Is Smart Money on Smart Cities?
Duke Energy (market cap $50 billion+) joins a growing list of new partners intrigued by the potential of “smart city” information delivery and advertising.
In Louisville, a subsidiary of Charlotte-based Duke Energy (Duke Energy One) and New York-based Smart City Media are installing 55-inch touch screens to deliver local information, internet connections, and ads.
Legacy industries like utilities are looking for growth, and have a long track record of dealing with cities on infrastructure.
After the launch in Louisville, street-level info kiosks will be rolled out in nine more markets with Duke Energy One as partner.
“I’m thrilled,” says Louisville Mayor Greg Fischer, “with this innovative effort to keep our workers, residents, and visitors informed about all of the great places and events to enjoy here.”
Barbara Sexton-Smith, a member of the Louisville City Council, says she commonly hears questions (where to eat, where to park, where’s the river or park, and where to go to see the arts) that can be answered by the touchscreens.

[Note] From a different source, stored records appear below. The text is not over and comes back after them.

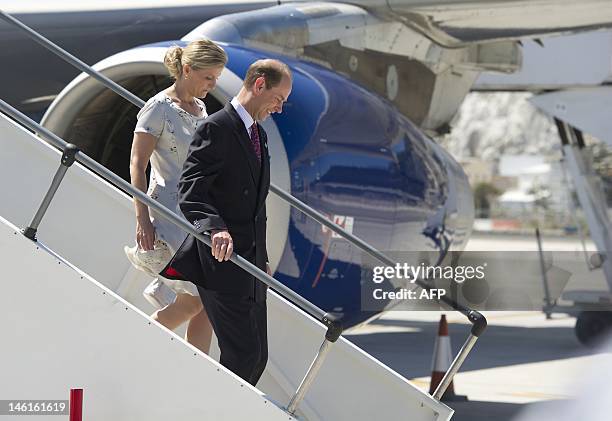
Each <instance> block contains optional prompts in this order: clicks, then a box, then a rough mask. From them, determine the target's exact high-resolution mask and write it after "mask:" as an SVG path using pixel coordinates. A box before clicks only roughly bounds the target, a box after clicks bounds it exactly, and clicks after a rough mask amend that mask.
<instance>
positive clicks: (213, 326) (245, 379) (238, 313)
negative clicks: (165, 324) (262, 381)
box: [198, 285, 268, 385]
mask: <svg viewBox="0 0 612 421" xmlns="http://www.w3.org/2000/svg"><path fill="white" fill-rule="evenodd" d="M256 288H258V289H263V288H261V286H259V285H258V286H257V287H256ZM198 291H199V293H200V297H201V298H202V303H203V304H204V308H205V309H206V312H207V314H208V318H209V319H210V322H211V324H212V326H213V329H214V331H215V334H216V335H217V340H218V342H219V348H220V349H221V350H222V352H221V358H220V360H219V362H220V363H221V365H223V366H224V367H226V368H228V369H229V370H231V371H232V372H233V373H235V374H237V375H238V376H240V377H241V378H243V379H244V380H246V381H248V382H249V383H251V384H252V385H255V384H257V381H258V380H259V378H260V377H261V375H262V373H263V371H264V368H265V367H266V362H267V360H268V335H267V329H268V327H267V318H266V300H265V289H264V291H263V297H261V295H262V293H261V292H259V293H258V294H254V295H258V297H253V296H250V295H249V296H247V295H236V294H232V293H224V292H216V291H211V290H206V289H204V288H201V287H200V288H198Z"/></svg>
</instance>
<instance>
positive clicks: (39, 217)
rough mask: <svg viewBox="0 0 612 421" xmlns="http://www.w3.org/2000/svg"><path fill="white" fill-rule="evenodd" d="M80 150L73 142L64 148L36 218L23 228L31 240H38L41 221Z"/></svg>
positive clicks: (33, 218) (38, 207)
mask: <svg viewBox="0 0 612 421" xmlns="http://www.w3.org/2000/svg"><path fill="white" fill-rule="evenodd" d="M78 151H79V148H77V147H76V145H73V144H72V143H68V144H67V145H66V147H65V148H64V153H63V154H62V159H61V163H60V166H59V168H58V169H57V171H56V173H55V176H54V177H53V181H52V182H51V186H50V187H49V190H47V194H46V195H45V197H44V198H43V200H42V203H41V204H40V206H39V207H38V211H36V215H34V218H33V219H32V222H30V225H28V227H27V228H24V229H23V230H21V232H22V233H23V235H25V236H26V237H27V238H29V239H30V240H32V241H36V232H37V231H38V226H39V225H40V221H42V218H43V216H44V215H45V213H46V212H47V209H48V208H49V205H50V204H51V200H53V197H54V196H55V193H56V192H57V189H58V188H59V186H60V184H61V183H62V180H63V179H64V176H65V175H66V172H67V171H68V168H70V166H71V165H72V164H74V161H75V159H76V154H77V152H78Z"/></svg>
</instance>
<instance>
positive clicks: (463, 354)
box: [432, 310, 487, 400]
mask: <svg viewBox="0 0 612 421" xmlns="http://www.w3.org/2000/svg"><path fill="white" fill-rule="evenodd" d="M468 319H469V320H470V321H471V322H472V330H471V331H470V336H468V338H467V339H466V341H465V343H464V344H463V346H462V347H461V349H460V350H459V353H458V354H457V356H456V357H455V359H454V360H453V362H452V363H451V365H450V367H449V368H448V370H447V371H446V373H444V377H442V380H440V384H439V385H438V387H437V388H436V390H434V393H433V395H432V396H433V397H434V399H437V400H440V399H442V396H443V395H444V392H446V389H447V388H448V386H449V385H450V383H451V382H452V381H453V377H455V374H457V372H458V371H459V369H460V368H461V366H462V365H463V362H464V361H465V359H466V358H467V355H468V354H469V353H470V351H471V350H472V348H473V347H474V345H475V344H476V341H477V340H478V338H479V337H480V335H481V334H482V332H484V330H485V329H486V328H487V319H486V318H485V317H484V316H483V315H482V314H480V313H479V312H477V311H474V310H472V311H470V312H469V313H468Z"/></svg>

Tom Touchet, CEO of Smart City Media, says the goal is to “make discovery easy.” Smart City Media also has installed info-kiosks in Kansas City and elsewhere supported by advertising. It does not consider itself an out of home (OOH) media company. Rather, it is a media content company, says Touchet.

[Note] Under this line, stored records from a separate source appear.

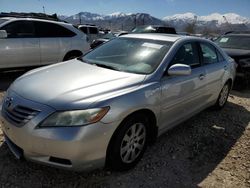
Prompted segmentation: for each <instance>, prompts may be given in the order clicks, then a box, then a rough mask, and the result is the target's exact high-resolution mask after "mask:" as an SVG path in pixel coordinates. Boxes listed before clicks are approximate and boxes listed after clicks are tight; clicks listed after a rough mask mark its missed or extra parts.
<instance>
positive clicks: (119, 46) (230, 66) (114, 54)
mask: <svg viewBox="0 0 250 188" xmlns="http://www.w3.org/2000/svg"><path fill="white" fill-rule="evenodd" d="M234 77H235V65H234V61H233V60H232V59H231V58H230V57H228V56H227V55H226V54H225V53H224V52H223V51H222V50H221V49H220V48H218V47H217V46H216V45H215V44H214V43H212V42H210V41H208V40H205V39H200V38H195V37H185V36H177V35H164V34H129V35H126V36H123V37H119V38H117V39H114V40H111V41H110V42H107V43H105V44H104V45H102V46H100V47H98V48H96V49H95V50H93V51H90V52H89V53H87V54H86V55H84V56H83V57H81V58H78V59H74V60H70V61H67V62H63V63H59V64H55V65H51V66H47V67H43V68H39V69H35V70H32V71H30V72H28V73H26V74H24V75H23V76H21V77H20V78H18V79H17V80H16V81H15V82H14V83H13V84H12V85H11V86H10V88H9V89H8V91H7V93H6V96H5V97H4V100H3V104H2V108H1V109H2V111H1V115H2V120H3V121H2V122H3V124H2V129H3V132H4V135H5V141H6V143H7V144H8V146H9V148H10V150H11V151H12V152H13V153H14V155H15V156H16V157H17V158H22V157H23V158H25V159H27V160H32V161H35V162H40V163H43V164H47V165H51V166H55V167H62V168H67V169H73V170H90V169H95V168H100V167H104V166H105V165H108V166H109V167H111V168H113V169H115V170H126V169H129V168H132V167H133V166H135V165H136V164H137V162H138V161H139V160H140V159H141V158H142V155H143V153H144V151H145V149H146V147H147V145H148V144H149V143H150V142H153V141H154V140H155V139H156V138H157V136H159V135H161V134H162V133H164V132H165V131H167V130H168V129H170V128H172V127H173V126H175V125H177V124H179V123H181V122H183V121H185V120H187V119H188V118H190V117H191V116H193V115H195V114H197V113H198V112H200V111H202V110H204V109H206V108H208V107H210V106H214V107H215V108H217V109H221V108H222V107H223V106H224V105H225V103H226V101H227V97H228V94H229V91H230V89H231V87H232V84H233V81H234Z"/></svg>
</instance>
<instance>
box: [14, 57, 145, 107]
mask: <svg viewBox="0 0 250 188" xmlns="http://www.w3.org/2000/svg"><path fill="white" fill-rule="evenodd" d="M144 79H145V75H138V74H132V73H125V72H119V71H114V70H110V69H105V68H101V67H97V66H94V65H89V64H87V63H84V62H81V61H79V60H77V59H74V60H71V61H68V62H63V63H59V64H55V65H51V66H47V67H43V68H39V69H34V70H32V71H30V72H28V73H26V74H24V75H23V76H21V77H20V78H18V79H17V80H16V81H15V82H14V83H13V84H12V85H11V87H10V90H12V91H14V92H15V93H17V94H18V95H20V96H22V97H23V98H26V99H29V100H32V101H35V102H39V103H43V104H46V105H49V106H51V107H53V108H55V109H59V110H65V109H67V108H71V109H72V108H74V109H77V108H84V107H87V106H89V105H90V104H92V103H93V102H96V101H97V100H99V99H101V98H104V96H107V95H109V96H110V95H114V94H115V93H118V92H121V91H123V90H129V89H132V88H135V87H138V86H139V85H140V84H141V83H142V82H143V80H144Z"/></svg>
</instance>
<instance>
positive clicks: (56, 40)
mask: <svg viewBox="0 0 250 188" xmlns="http://www.w3.org/2000/svg"><path fill="white" fill-rule="evenodd" d="M35 27H36V32H37V36H38V37H39V39H40V53H41V64H42V65H45V64H52V63H57V62H59V60H60V47H59V45H60V36H58V33H57V31H58V27H57V25H56V24H54V23H50V22H44V21H35Z"/></svg>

The phrase “smart cities” entails a broad range of innovation, private partnerships, and use of data. Stakeholders, including out of home advertisers, are exploring how advertising fits.
Ads Help Pay for Amenities
In New York, London, and a host of smaller cities, advertising is paying for street-level amenities.

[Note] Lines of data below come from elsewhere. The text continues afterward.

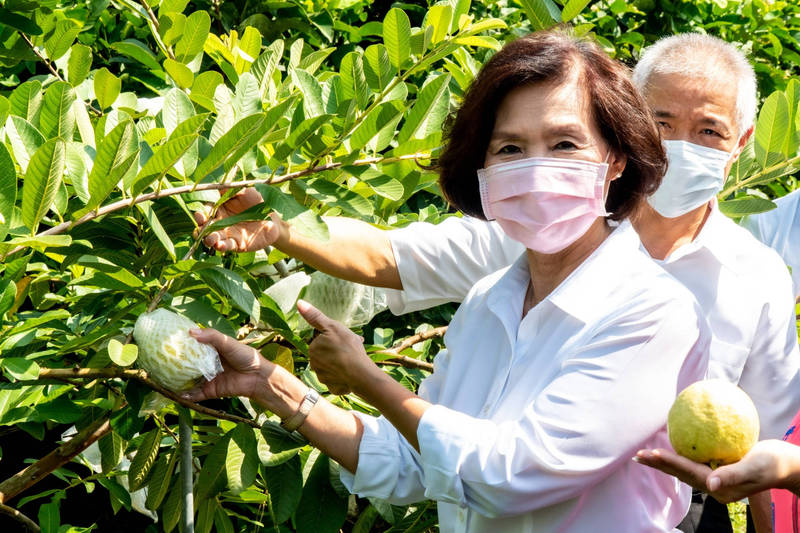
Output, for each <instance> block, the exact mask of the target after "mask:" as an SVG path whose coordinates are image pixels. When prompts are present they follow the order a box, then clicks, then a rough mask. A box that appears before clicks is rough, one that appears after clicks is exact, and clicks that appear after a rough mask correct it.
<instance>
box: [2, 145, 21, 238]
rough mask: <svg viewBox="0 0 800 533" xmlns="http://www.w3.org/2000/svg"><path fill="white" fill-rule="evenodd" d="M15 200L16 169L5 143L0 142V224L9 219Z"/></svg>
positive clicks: (11, 211) (15, 197)
mask: <svg viewBox="0 0 800 533" xmlns="http://www.w3.org/2000/svg"><path fill="white" fill-rule="evenodd" d="M16 201H17V171H16V169H15V168H14V160H13V159H12V158H11V153H10V152H9V151H8V148H6V145H5V144H3V143H0V225H1V224H5V223H7V222H10V221H11V214H12V211H13V209H14V204H15V203H16Z"/></svg>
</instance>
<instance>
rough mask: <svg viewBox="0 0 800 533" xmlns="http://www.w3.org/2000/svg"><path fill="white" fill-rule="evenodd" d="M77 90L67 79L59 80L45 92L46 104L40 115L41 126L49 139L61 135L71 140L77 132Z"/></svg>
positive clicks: (39, 118) (71, 139)
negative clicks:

In Louisville, a handful of info-kiosks were installed in an upscale area prior to the May 5 Kentucky Derby, with more on the way. Each screen – a free Wi-Fi hotspot — displays a visual loop. Pedestrians can touch to go deeper for details on events, parks, sports, arts, nightlife, maps, local government services, and more.
Out of home media companies should start thinking of themselves as publishers, says Dave Etherington, chief strategy officer at Intersection, based in New York City. Digital screens in public places, he says, pair advertising and “utility content” such as transit updates, weather, news, culture, history, and entertainment.
Founded in 2015, Intersection was formed via the merger between Titan (transit, airport, and street furniture advertising) and Control Group (technology and design company). Its first product was LinkNYC info-ad street panels.
Intersection partners with cities, transit systems, airports, and real estate developments to sell ads, provide free WiFi, and deliver information. In late 2017, the company said it raised $150 million from a consortium of investors led by Graham Holdings Company, which sees “tremendous opportunity” in deploying smart cities technology.
Its chairman, Donald E. Graham (and his family) sold The Washington Post to Amazon founder Jeff Bezos in 2013.
Duke Energy, with 7.5 million electric customers in six states and another 1.6 million natural gas customers, is not a media company. Long-term, the company sees potential revenue growth in smart city info-advertising partnerships, while also generating goodwill, says Michael Luhrs at Duke Energy.
Societal benefits include closing the digital divide and simplifying life with easy access to handy information (“when does the bus show up?”), he says.
Duke Energy has a patent pending for “digital banners” on light poles.
“We have the knowledge and the infrastructure expertise to make this combination work in many cities,” says Duke Energy’s Luhrs, referring to information platforms.
In a broad sense, the Duke corporation has a long history of innovation. As early as 1882, Benjamin Newton Duke launched the family into the textile business. His brother James B. Duke led a group that built a system of lakes and dams along the Catawba River to generate electricity, eventually supplying power to cotton mills, factories, and cities in the Piedmont region of the Carolinas.
Just as James B. Duke saw the need for hydro-power more than a century ago, his namesake company today sees demand for easy-to-access information, in partnership with cities.
“We continue to innovate,” says Luhrs.